Elle a laissé tomber les clous et les squats de ses années punk, remisé les pétards et les mauvais garçons de sa période rap, mais le feu couve toujours sous les cendres d’une vie plus ou moins rangée. Les injustices, le racisme, l’hypocrisie, la pitié… Toute cette boue qui salit les mains la débecte toujours autant même si elle a fini par céder aux sirènes du confort. Inapte au bonheur Cara Zina? Non, juste lucide et insoumise. Il faut dire qu’avec un enfant handicapé et un célibat qui s’éternise, les rêves de grand soir ont été sérieusement écornés. Dans Heureux les simples d’esprit (Robert Laffont), premier roman à forts relents autobiographiques, cette trentenaire raconte avec panache et sans fard son parcours de jeune délurée tentée par la guérilla urbaine. Entre humour corrosif et autodérision, entre souvenirs grinçants et réflexions mordantes – sur les hommes, la religion, le sexe… – s’esquisse en creux le portrait d’une jeune femme de son époque qui tente de concilier ses contradictions. Un témoignage vif et piquant comme une brise marine. Traversé d’éclats de musique, ce carburant des révoltes de la jeunesse. Cara Zina fait ainsi tourner le juke-box des années 80 et 90. Versant alternatif bien sûr. Cette ex-fan des Bérurier Noir qui a elle-même tâté de la scène au sein des Straight Royeur, où elle criait sa rage avec sa grande copine, la sulfureuse Virgine Despentes, a gardé le goût des chansons qui ont quelque chose à dire ou plutôt à dénoncer. Comme en témoignent les paroles des chansons qui ouvrent chaque chapitre. Et que nous lui avons fredonnées pour savoir ce qu’elles évoquaient pour elle…

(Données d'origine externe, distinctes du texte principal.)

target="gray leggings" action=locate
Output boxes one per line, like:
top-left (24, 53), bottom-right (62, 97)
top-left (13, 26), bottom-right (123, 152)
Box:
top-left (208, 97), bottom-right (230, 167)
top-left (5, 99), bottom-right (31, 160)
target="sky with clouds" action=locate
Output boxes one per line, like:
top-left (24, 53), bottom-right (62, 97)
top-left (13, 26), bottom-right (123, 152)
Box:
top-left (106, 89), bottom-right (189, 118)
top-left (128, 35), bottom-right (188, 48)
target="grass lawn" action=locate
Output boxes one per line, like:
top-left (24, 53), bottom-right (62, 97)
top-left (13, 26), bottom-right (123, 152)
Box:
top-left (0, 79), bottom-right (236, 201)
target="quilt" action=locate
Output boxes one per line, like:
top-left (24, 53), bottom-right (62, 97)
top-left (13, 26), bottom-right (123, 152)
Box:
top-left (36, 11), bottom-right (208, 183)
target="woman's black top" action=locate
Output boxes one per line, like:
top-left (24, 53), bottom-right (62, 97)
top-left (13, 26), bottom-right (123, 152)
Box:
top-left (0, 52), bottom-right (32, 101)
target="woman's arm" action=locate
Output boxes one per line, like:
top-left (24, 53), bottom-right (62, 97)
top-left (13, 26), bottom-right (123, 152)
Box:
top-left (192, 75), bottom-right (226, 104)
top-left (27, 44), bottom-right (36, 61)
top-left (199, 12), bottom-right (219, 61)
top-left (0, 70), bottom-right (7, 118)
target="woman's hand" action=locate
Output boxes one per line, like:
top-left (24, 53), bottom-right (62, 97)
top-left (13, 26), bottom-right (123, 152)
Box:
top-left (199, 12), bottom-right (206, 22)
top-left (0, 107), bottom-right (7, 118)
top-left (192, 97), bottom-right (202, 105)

« Je me fous d’être jolie… fais chier d’être une fille » (Bams)

 » On a écrit en 1990 des textes féministes pour dire qu’on s’en foutait d’être des filles, qu’on voulait faire les mêmes trucs que les garçons. 15 ans plus tard, Bams dit la même chose. Etre une fille, c’est trop de contraintes et pas assez de compensations. J’agis comme les mecs avec les filles. J’ai toujours refusé de me conformer à cette image de faible femme à protéger, toute enamourée… Dans la littérature, dans le cinéma, on a beaucoup de référents masculins auxquels on a envie de ressembler. Et pourtant, dans la vraie vie, je connais plus de femmes que d’hommes qui forcent le respect. Plus de femmes qui se dépatouillent dans une vie de merde. Et peu d’hommes épatants, qui ont du mérite. Peut-être que quand on a toutes les cartes dans les mains dès le départ, on est moins enclin à faire des efforts. Et on a aussi moins de mérite à avoir ce qu’on a. Les quelques garçons qui m’épatent sont issus de minorités, ils ont dû batailler pour s’en sortir. »

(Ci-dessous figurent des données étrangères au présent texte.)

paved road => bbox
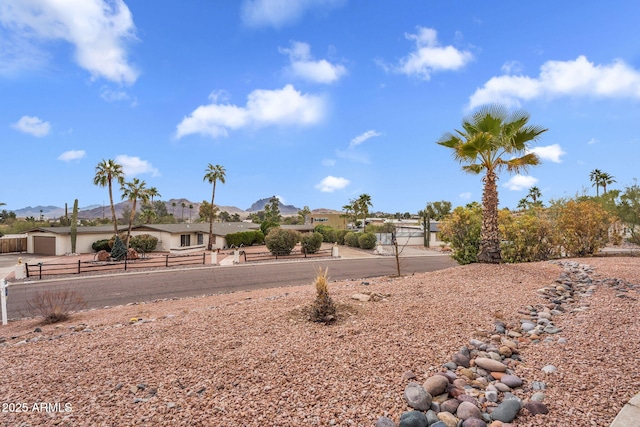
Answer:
[7,256,456,318]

« Un ennemi en commun, et n’avoir rien ça crée des liens, de fractures en brisures, la tête usée contre les murs. » (Straight Royeur)

« La tête usée contre les murs, ça c’est une rime de Virginie que je n’ai jamais très bien comprise (rires). Le début des paroles est représentatif de ma relation avec le garçon que j’ai rencontré à l’époque. Ils étaient arabes, nous on était punks. Et c’est parce qu’on avait les skins comme ennemi commun qu’on s’est alliés. Alors que sur le fond on n’avait pas grand-chose à partager. Mais je n’ai jamais rien lâché de capital dans cette aventure. J’ai protégé mes arrières. Ce qui m’a permis de m’en sortir sans trop de dégâts comparé à d’autres qui ont coupé les ponts avec la réalité ou qui sont morts. Je me suis toujours un peu sentie en retrait, spectatrice de ma vie même si je donnais l’impression de faire partie des meneurs. Je pense que j’ai des bases stables. Ce qui permet de traverser des épreuves sans trop se perdre.  »

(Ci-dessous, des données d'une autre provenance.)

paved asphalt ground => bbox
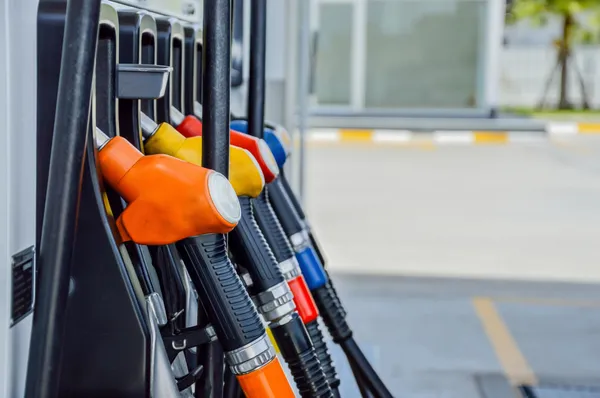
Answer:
[300,136,600,398]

« Quand j’étais p’tit, on m’a appris qu’aller bosser c’était la vie, mais pour moi la vie c’est pas ça: sois productif et ferme-la! » (Les Rats)

 » Je ne pensais pas rester institutrice très longtemps. Je le faisais parce que j’aimais bien travailler avec des enfants et qu’il fallait bien faire quelque chose. Mais le poids de la hiérarchie, la contrainte des horaires, etc. Toujours ce côté perdre sa vie à la gagner et ne rien pouvoir faire d’autre tellement on est crevé quand on rentre me font penser que c’est dommage d’être sur terre pour ça. Même si je me sens utile. Dans la chanson, on parle de l’usine. Mais traduit bien l’idée qu’il faut laisser tomber ses rêves pour aller bosser.  »

« Move your ass, and your mind will follow.  » (D’après Funkadelic)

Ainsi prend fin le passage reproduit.